Just as it wasn’t necessary to explain why he quietly closed and locked the door, shutting them inside together.

He silently pulled loose the ribbon bow of her bonnet beneath her chin and carefully removed it, setting it aside on the chair. She didn’t move when he reached for her again, this time to remove her gloves and then slowly unbutton her coat, but her breath hitched with each soft inhalation as his fingers slowly made their way down her front until the travel coat hung open. He helped her out of it, one slow arm at a time.

“You traveled alone,” he murmured.

She gave a faint nod. “I sent a note to Lady Bentley, telling her not to worry and explaining that I would return in a few days. Then I left without her. I had no choice.” She added quietly, “I couldn’t remain in Weymouth.”

He took her shoulders and gently turned her backside toward him, to begin to unfasten the tiny pearl buttons of her dress. And because he didn’t want to see the expression on her face, fearing the brutal honesty of her answer, when he asked, “Because you wanted to be here for me?”

“Yes.” She paused. “And no.”

His fingers stilled.

“Because I also needed to be here for me.” Her words were impossibly soft in the shadows as she admitted, “ With you, that is…for me .”

For a long moment, he didn’t move as her confession trickled through him. “And Renslow?”

“Gone.”

He exhaled a silent breath of excruciating relief and slowly slipped the dress off her shoulders, letting it puddle on the floor at her feet. Then he tangled his fingers in her corset lace and slowly pulled free the zigzagging tie until her stays loosened enough that she had to hold them in place with her hands.

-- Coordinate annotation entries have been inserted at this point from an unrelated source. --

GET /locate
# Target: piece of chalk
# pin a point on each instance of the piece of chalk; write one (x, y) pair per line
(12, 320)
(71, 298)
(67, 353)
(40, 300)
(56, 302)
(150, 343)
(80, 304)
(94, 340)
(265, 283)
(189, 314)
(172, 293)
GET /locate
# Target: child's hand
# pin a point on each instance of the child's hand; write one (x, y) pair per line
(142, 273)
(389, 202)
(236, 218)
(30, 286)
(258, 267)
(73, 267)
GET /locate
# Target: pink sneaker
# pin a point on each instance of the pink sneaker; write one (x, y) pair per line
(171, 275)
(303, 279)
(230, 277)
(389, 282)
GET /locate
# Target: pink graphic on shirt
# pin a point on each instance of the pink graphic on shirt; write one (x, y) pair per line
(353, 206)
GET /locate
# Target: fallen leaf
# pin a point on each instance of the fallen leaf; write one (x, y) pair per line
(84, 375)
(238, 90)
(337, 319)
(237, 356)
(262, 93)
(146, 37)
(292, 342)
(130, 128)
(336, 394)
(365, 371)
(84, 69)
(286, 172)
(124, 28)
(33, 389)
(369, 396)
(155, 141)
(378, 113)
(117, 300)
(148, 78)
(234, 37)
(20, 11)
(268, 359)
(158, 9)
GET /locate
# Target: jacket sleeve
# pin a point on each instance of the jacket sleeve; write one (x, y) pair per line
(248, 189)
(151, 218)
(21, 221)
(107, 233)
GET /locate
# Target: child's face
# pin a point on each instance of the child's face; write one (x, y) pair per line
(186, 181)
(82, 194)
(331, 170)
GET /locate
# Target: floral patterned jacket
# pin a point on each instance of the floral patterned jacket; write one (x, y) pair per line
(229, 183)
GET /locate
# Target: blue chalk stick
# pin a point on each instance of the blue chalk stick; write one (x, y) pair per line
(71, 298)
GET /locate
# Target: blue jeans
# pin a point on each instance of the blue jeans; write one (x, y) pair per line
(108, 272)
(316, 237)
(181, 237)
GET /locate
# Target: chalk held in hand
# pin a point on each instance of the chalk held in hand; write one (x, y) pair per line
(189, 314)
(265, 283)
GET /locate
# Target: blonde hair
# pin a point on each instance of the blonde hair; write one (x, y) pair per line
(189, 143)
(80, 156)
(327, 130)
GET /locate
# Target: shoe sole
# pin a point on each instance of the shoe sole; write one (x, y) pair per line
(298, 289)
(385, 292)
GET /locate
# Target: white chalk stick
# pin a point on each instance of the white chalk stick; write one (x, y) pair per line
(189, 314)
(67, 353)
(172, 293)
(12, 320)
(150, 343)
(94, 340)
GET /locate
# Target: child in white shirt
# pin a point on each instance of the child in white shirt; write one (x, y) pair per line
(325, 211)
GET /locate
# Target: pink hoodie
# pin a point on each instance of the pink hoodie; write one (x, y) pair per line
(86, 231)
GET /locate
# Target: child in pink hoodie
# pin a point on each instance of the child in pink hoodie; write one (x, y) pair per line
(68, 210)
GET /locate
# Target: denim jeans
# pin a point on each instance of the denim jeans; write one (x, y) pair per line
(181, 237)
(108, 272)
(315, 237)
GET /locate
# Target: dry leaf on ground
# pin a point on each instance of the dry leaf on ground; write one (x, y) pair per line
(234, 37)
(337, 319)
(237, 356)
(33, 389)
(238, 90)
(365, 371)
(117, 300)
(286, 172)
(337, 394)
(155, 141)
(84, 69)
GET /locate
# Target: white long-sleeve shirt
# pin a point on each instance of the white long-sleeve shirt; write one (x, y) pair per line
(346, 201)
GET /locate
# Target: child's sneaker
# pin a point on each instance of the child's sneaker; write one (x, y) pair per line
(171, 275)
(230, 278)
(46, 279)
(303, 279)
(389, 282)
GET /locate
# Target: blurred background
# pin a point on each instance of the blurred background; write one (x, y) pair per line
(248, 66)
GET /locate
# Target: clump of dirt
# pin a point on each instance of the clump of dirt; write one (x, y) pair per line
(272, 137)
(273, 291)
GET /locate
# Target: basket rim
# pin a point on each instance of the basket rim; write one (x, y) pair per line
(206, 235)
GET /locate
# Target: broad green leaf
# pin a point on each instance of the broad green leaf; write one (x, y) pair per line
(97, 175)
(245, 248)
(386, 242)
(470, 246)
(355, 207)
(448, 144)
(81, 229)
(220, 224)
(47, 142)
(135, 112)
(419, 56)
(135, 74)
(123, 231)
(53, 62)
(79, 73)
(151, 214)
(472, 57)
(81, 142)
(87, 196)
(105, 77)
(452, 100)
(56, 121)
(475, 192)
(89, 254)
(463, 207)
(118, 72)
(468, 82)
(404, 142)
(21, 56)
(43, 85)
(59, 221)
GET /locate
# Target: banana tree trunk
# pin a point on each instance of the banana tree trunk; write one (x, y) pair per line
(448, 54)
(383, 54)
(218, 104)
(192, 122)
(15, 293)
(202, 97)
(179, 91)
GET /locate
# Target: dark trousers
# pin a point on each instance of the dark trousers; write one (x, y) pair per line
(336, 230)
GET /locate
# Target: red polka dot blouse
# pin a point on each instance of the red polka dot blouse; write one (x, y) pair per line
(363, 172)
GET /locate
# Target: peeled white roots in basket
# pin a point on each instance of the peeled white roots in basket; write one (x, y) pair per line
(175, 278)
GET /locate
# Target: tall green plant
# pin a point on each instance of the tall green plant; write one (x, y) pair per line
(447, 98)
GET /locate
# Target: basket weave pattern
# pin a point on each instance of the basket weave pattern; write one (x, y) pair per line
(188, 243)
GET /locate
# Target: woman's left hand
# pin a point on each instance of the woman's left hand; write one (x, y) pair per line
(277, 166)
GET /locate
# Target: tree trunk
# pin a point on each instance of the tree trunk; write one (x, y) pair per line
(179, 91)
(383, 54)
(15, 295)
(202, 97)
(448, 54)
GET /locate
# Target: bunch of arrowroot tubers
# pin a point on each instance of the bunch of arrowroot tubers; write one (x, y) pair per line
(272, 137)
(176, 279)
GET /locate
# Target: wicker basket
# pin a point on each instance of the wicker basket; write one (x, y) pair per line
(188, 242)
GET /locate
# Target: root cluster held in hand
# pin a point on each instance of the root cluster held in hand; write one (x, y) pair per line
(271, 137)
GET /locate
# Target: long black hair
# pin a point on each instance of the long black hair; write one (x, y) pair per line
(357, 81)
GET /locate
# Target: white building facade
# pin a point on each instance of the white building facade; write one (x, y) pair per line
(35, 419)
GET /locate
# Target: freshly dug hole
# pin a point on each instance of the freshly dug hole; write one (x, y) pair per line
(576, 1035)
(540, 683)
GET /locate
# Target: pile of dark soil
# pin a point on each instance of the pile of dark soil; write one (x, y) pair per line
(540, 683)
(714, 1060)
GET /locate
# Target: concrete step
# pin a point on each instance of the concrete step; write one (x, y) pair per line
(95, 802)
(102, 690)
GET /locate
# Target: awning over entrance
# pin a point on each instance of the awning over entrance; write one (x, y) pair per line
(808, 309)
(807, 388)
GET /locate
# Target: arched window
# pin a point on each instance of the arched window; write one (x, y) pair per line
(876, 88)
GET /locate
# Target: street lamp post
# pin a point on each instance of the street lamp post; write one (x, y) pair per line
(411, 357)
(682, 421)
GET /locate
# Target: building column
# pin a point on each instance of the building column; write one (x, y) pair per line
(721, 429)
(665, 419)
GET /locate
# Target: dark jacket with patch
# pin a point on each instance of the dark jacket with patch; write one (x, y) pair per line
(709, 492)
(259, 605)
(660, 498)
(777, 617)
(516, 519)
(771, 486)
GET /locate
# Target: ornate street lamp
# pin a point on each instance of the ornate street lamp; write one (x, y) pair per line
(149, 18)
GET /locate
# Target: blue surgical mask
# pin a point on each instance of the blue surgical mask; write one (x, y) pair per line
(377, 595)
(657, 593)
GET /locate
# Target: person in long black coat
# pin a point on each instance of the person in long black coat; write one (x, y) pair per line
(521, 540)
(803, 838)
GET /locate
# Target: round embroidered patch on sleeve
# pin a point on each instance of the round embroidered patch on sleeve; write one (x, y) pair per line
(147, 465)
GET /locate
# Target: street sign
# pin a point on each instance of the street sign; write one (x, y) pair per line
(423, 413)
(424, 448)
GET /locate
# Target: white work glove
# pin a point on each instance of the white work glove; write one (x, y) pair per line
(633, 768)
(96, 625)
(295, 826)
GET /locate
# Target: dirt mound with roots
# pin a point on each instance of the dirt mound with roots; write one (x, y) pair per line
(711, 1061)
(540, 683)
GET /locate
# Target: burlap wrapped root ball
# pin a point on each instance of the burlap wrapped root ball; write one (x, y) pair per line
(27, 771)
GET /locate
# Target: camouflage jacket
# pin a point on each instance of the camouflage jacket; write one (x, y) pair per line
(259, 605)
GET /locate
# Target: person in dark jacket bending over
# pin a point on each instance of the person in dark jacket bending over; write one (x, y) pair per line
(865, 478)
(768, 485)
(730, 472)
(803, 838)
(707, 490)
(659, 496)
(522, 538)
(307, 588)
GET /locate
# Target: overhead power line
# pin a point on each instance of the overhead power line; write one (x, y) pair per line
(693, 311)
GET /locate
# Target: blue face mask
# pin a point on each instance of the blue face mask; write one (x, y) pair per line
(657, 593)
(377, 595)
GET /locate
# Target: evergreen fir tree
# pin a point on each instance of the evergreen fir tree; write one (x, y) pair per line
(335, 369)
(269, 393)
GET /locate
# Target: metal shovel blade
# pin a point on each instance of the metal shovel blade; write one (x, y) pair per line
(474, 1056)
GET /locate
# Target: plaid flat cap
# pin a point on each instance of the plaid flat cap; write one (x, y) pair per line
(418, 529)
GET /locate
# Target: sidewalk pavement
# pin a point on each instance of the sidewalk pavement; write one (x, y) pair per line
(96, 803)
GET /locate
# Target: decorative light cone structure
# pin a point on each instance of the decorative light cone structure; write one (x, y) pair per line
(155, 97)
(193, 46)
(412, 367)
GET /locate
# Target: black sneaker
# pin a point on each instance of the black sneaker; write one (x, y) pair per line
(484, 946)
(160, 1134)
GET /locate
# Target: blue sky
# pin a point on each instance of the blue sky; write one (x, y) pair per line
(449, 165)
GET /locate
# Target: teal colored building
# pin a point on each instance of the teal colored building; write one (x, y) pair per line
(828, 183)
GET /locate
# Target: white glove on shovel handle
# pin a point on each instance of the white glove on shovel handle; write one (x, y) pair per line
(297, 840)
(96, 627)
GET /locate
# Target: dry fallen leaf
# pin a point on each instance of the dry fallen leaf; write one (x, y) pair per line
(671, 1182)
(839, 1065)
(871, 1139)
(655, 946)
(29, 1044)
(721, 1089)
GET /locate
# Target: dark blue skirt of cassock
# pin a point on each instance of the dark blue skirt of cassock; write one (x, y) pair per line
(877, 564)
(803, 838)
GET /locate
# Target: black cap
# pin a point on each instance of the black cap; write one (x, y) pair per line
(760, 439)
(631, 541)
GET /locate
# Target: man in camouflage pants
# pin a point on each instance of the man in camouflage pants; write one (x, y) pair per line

“I suppose that makes me horribly selfish, doesn’t it? A terrible person to come to you like this,” she whispered. “After all, the reason we’re here… Yet I don’t want to be away from you. I couldn’t bear it.” She dragged in a rough breath and confessed, “I need you too much, Chase.”

His heart gave a violent lurch, the pain of it equal to the growing desire knotting in his belly. And when she turned to face him, the raw honesty in her eyes stripped his soul bare.

Her fingers released the corset, and it joined her dress on the floor, leaving her in nothing but her thin chemise and stockings.

“Make love to me, Chase, and make the pain go away for both of us,” she whispered, caressing her fingertips through the hair at his nape.

Sweet Lucifer, how much he wanted that! But he couldn’t ignore the truth. “I can’t protect you,” he told her, his voice gravelly.

Her lips parted, puzzled. “But I’ve heard there are ways to keep from getting with child,” she said carefully. “I thought you would know…”

“I don’t mean that.” His eyes squeezed shut. “I can’t protect your heart. I’ll shatter it the same way I shattered Eleanor’s.”

“No, you won’t.”

He barely had the willpower to protest. “Tessa—”

She cupped his face between her hands and lifted up onto tiptoes to silence him. “No, you won’t.”

She repeated her words with such determination that he shivered as the sound soaked through him like the soft rain that had begun to fall across the eaves overhead, its murmur working to cocoon them together even more. At that moment, the rest of the world no longer existed beyond the room’s walls.

He should stop right then, let his hands fall to his sides, and step away. After all, he’d undressed her to the point where she could finish by herself, pull on her night rail, and slide into bed, alone. He could leave now and find somewhere else to spend the night. Should leave…

Instead, he reached down to gather her shift in his hands and dragged it slowly up her body, over her head, and off.

He inhaled a sharp breath at the sight of her, naked except for her shoes and stockings, and couldn’t resist raking a deliberate gaze over her, drinking in the beauty of her. If not for the darkness and shadows, he was certain he would have seen a blush stain her cheeks, but the daring creature before him didn’t attempt to cover herself or shy away. The trust she placed in him made him tremble.

“You have me at a disadvantage,” she teased nervously, plucking at the buttons of his waistcoat. “You’ve stripped me bare, while you’ve yet to remove a single piece of clothing.”

“Oh, Tessa,” he murmured as he took her chin and tilted her face up toward his. “Haven’t you figured it out yet? You have always held the advantage over me, in every way.”

He lowered his head and claimed her mouth beneath his.